Hello! My husband I are excited to be possible first-time owners of a Vizsla in the spring. We both grew up with labs, so are new to the breed but have done extensive research. We fell in love with the breed while on a pheasant hunt. We live in a rural area, on an Angus beef farm, with daily visitors consisting of family, friends, and customers (including children). We will be socializing this puppy A TON, but want current owner perspectives and experiences of their V's stranger friendliness, temperament with visitors, and protective tendencies. As much as we have our hearts set on a Vizsla, we want to be sure that we have a dog who will happily greet all visitors. THANK YOU for ALL of your input!


----------



## texasred (Jan 29, 2012)

*Re: First time perspective owners - Stranger friendly?*

While nothing in life is a 100% guarantee, you can up the odds by meeting the parents. If both are friendly outgoing dogs with strangers, then your pup has a good chance of being the same way. 
Just like any breed, not all of them will have the same temperament.


----------



## mswhipple (Mar 7, 2011)

*Re: First time perspective owners - Stranger friendly?*

Hello, and welcome to the forums!! TexasRed is right! Probably your best source of information regarding your dog's temperament is his breeder. The two things that will have the biggest impact on your dog's temperament are socialization and breeding... and of course, you can control one but not the other. 

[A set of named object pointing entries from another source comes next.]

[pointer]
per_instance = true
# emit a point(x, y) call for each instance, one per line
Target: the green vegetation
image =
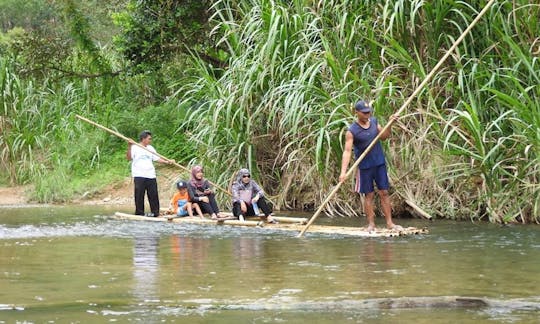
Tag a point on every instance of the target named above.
point(269, 85)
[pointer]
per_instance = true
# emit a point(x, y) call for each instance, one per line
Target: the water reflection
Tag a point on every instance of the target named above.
point(146, 268)
point(189, 253)
point(376, 252)
point(248, 253)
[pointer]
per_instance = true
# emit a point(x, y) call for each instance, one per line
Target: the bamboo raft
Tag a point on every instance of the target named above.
point(291, 224)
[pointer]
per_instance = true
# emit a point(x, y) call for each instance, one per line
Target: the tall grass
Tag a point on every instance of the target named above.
point(468, 147)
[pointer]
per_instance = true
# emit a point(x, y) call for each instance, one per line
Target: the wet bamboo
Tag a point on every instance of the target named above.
point(129, 140)
point(389, 124)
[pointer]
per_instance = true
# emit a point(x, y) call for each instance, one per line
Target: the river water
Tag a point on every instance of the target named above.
point(75, 264)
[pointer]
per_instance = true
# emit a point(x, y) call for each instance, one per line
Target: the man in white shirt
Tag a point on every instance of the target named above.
point(144, 173)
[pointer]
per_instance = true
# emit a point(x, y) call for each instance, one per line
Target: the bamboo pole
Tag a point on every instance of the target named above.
point(405, 104)
point(129, 140)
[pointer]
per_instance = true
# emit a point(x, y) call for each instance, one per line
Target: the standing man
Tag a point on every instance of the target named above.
point(373, 167)
point(144, 173)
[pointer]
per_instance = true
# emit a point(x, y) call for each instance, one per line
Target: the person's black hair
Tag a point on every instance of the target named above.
point(144, 134)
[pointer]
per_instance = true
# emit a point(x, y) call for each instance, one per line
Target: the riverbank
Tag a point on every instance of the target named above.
point(120, 193)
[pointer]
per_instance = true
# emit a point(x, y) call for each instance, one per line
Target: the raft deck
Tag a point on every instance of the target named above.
point(283, 225)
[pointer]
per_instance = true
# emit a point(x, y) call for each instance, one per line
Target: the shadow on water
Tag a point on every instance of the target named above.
point(61, 264)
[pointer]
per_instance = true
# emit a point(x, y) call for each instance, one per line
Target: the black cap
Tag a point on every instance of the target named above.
point(181, 184)
point(362, 106)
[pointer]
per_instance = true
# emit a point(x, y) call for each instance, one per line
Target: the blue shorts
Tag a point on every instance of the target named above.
point(366, 177)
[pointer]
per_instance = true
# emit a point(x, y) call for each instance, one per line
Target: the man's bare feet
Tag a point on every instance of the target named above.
point(395, 227)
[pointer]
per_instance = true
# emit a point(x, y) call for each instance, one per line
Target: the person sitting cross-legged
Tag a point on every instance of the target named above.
point(248, 197)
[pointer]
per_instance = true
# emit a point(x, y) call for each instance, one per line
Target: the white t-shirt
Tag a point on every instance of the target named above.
point(142, 162)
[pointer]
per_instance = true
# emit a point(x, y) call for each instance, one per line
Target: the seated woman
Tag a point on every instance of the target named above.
point(248, 196)
point(200, 192)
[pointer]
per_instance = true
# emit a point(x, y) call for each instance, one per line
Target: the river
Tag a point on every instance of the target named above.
point(76, 264)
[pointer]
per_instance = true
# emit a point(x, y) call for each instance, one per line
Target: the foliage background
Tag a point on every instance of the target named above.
point(269, 85)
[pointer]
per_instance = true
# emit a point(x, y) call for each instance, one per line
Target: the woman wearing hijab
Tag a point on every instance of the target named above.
point(200, 192)
point(248, 197)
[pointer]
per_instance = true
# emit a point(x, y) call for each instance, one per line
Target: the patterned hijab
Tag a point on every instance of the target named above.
point(241, 174)
point(194, 181)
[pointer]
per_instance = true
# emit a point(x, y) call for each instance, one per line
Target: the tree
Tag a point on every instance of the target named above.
point(153, 31)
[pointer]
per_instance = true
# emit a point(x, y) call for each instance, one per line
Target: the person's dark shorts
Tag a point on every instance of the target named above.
point(366, 177)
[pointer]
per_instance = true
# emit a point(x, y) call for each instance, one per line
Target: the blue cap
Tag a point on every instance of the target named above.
point(362, 106)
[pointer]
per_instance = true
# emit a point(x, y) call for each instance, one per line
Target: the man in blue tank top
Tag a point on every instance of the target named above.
point(373, 167)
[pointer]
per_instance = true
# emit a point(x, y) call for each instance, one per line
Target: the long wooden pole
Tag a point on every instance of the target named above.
point(129, 140)
point(405, 104)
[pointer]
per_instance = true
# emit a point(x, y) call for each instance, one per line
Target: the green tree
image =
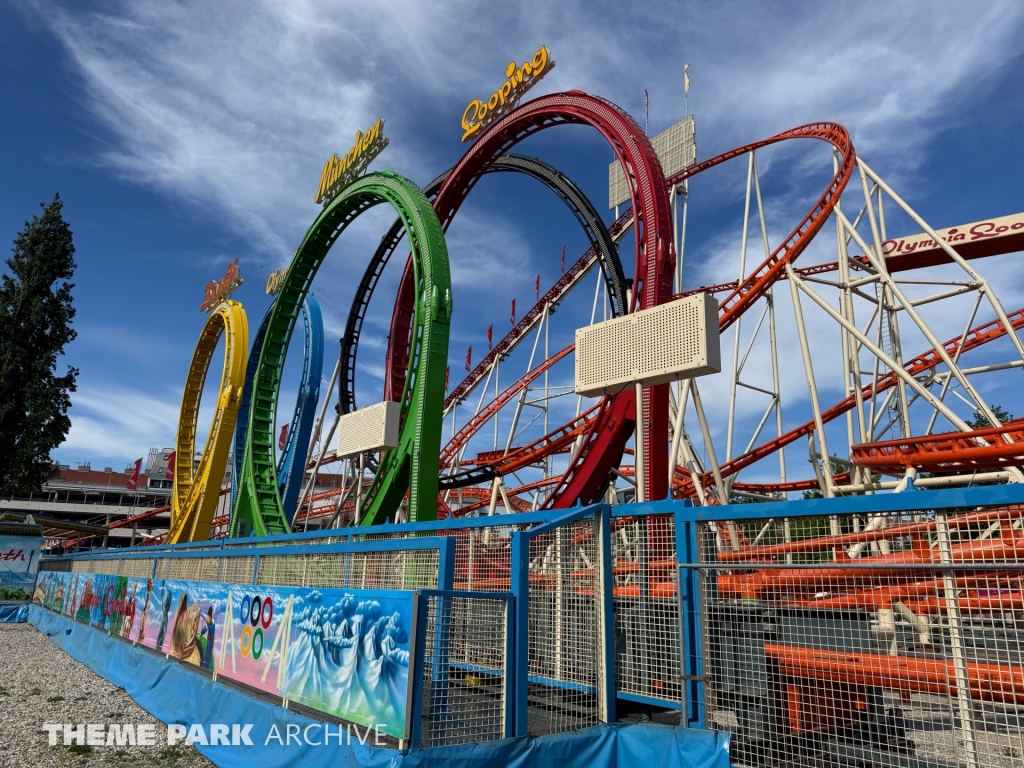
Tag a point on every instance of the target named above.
point(980, 421)
point(35, 326)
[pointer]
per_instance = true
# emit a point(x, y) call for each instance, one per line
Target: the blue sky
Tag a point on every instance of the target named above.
point(181, 136)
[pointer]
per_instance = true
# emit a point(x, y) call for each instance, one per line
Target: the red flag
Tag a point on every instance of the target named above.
point(132, 483)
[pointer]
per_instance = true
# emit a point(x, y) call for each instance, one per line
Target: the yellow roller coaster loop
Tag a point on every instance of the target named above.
point(197, 491)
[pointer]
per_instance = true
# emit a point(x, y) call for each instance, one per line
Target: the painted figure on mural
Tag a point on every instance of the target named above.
point(185, 630)
point(145, 606)
point(39, 595)
point(207, 638)
point(85, 607)
point(129, 619)
point(163, 622)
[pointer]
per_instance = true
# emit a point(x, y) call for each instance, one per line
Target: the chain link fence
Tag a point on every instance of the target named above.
point(465, 668)
point(886, 639)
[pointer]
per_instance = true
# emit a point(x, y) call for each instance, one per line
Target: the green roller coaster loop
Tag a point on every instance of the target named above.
point(413, 465)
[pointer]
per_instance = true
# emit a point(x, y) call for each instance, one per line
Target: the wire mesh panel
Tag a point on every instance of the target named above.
point(465, 680)
point(482, 555)
point(56, 564)
point(646, 606)
point(136, 566)
point(390, 569)
point(189, 568)
point(885, 640)
point(286, 542)
point(238, 569)
point(563, 630)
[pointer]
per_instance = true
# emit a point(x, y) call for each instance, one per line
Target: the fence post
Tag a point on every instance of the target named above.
point(604, 608)
point(691, 630)
point(956, 639)
point(519, 583)
point(420, 657)
point(445, 563)
point(509, 671)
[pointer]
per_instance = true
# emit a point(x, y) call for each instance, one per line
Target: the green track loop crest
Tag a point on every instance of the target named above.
point(413, 466)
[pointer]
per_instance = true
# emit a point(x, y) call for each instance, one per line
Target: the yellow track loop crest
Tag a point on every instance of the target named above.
point(194, 500)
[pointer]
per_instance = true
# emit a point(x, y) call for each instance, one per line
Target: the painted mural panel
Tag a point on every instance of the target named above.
point(18, 562)
point(341, 651)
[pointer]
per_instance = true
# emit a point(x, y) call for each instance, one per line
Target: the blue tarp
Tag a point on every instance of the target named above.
point(173, 693)
point(13, 613)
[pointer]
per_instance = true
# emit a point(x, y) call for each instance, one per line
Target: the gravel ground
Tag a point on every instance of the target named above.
point(42, 684)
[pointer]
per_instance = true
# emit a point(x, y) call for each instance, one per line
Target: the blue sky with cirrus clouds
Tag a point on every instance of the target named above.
point(183, 135)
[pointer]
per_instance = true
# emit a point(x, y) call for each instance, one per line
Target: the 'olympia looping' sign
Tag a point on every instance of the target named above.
point(478, 115)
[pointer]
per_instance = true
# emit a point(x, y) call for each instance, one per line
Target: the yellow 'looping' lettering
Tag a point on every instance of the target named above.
point(479, 115)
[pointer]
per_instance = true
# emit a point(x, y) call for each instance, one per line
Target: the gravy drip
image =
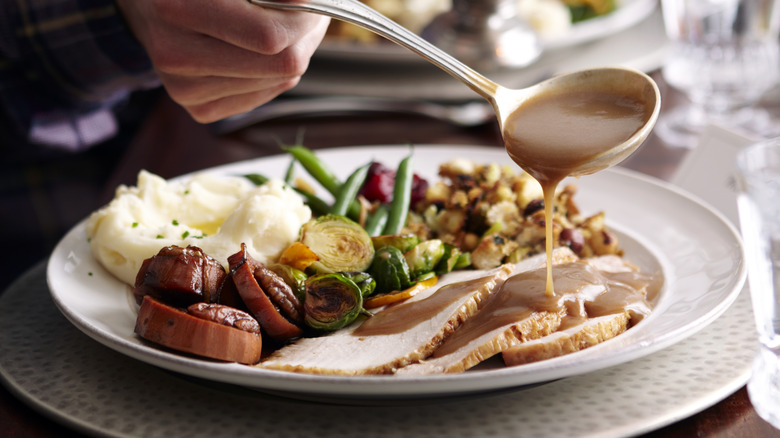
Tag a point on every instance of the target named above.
point(556, 135)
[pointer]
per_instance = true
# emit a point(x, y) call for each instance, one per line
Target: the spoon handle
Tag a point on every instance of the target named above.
point(355, 12)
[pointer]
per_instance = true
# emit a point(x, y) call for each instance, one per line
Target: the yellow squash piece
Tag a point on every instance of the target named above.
point(400, 295)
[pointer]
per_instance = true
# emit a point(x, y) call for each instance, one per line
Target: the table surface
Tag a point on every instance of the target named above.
point(169, 143)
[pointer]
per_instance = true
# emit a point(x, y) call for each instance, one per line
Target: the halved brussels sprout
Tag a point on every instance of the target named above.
point(341, 244)
point(294, 278)
point(404, 242)
point(332, 301)
point(424, 256)
point(390, 270)
point(364, 281)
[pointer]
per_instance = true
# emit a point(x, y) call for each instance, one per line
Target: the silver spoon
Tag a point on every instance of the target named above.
point(505, 101)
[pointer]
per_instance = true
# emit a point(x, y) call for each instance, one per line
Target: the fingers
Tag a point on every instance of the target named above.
point(219, 58)
point(236, 104)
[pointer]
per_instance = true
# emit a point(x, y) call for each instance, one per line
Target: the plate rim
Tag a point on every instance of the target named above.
point(365, 386)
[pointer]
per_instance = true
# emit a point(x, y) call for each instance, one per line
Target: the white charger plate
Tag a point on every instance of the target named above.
point(660, 226)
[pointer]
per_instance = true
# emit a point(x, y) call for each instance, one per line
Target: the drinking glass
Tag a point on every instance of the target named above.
point(758, 177)
point(723, 57)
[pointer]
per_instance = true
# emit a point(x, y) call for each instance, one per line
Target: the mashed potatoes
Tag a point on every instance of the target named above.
point(214, 213)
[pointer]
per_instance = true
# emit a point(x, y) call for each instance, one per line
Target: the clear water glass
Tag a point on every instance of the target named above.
point(724, 56)
point(759, 214)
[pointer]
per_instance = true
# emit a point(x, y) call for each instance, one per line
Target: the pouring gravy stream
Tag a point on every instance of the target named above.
point(557, 134)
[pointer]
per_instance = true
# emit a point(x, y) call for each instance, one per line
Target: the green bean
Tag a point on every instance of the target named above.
point(316, 168)
point(402, 194)
point(376, 222)
point(349, 190)
point(317, 205)
point(289, 176)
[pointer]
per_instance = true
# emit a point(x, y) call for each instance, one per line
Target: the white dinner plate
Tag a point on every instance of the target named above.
point(627, 14)
point(660, 227)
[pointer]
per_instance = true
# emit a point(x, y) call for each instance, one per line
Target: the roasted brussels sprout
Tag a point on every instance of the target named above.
point(363, 280)
point(449, 259)
point(332, 301)
point(390, 270)
point(404, 242)
point(424, 257)
point(341, 244)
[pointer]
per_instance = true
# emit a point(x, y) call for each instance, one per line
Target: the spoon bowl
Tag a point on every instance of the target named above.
point(629, 84)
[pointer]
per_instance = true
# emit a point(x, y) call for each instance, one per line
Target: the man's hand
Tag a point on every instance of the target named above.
point(218, 58)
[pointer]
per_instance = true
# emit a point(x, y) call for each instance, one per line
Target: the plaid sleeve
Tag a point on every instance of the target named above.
point(64, 64)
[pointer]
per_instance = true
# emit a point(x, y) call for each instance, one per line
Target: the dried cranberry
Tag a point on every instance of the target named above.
point(379, 184)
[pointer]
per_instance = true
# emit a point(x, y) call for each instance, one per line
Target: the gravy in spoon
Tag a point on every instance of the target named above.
point(556, 134)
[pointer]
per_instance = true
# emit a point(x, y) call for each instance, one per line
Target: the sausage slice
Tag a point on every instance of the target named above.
point(176, 329)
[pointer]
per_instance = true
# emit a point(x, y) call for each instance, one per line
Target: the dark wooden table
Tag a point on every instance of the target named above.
point(170, 143)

I can't speak for all dogs, only my own. Because I adopted him from the dog pound when he was about two, I had no knowledge of his breeding, and no control over his early socialization. That being said, he has the most delightful temperament I have ever seen in a dog. He loves everyone and welcomes everyone enthusiastically. He does have a protective side, too, though. If a contractor is inside my house to do work on something, my boy Willie always places himself between me and the stranger. Again, I am not sure if this is characteristic of the breed, or if I just got lucky! ;D


----------



## MCD (May 4, 2013)

*Re: First time perspective owners - Stranger friendly?*

First time vizsla owner too. Yes they are generally very friendly and loving to every one. I often have to keep Dharma from jumping on people when they come to the door. Dharma like all vizslas is Velcro and needs to be around her people. Socialization is a very big key in the development of these dogs. Also it sounds like you have the ideal circumstances for having this type of dog too. Dharma will not go to sleep if we have company and not until every one is settled for the night. She also needs to show every one her toys when she gets released from her crate. As suggested in other posts, it is good to meet the parents of your puppy and talk with the breeder.


----------



## MeandMy3 (Feb 27, 2013)

*Re: First time perspective owners - Stranger friendly?*

We have both breeds - one vizlsa and four labs. Our vizsla is less protective and quicker to befriend someone than our labs. Our vizsla thinks she is everyone's best friend. Our labs are more cautious and much more protective of me (at least our older two are). With proper socialization and training, you will have the dog you want.


----------



## dextersmom (Oct 29, 2013)

*Re: First time perspective owners - Stranger friendly?*

I think most V owners would tell you that you'll have more of a problem getting your dog to stop jumping on strangers and kissing them to death than trying to scare them off 

Always a good idea to meet the parents, do lots of socialization, etc. but V's are generally super friendly (almost to a fault sometimes). Our boy thinks the entire world exists to make friends and play with him. 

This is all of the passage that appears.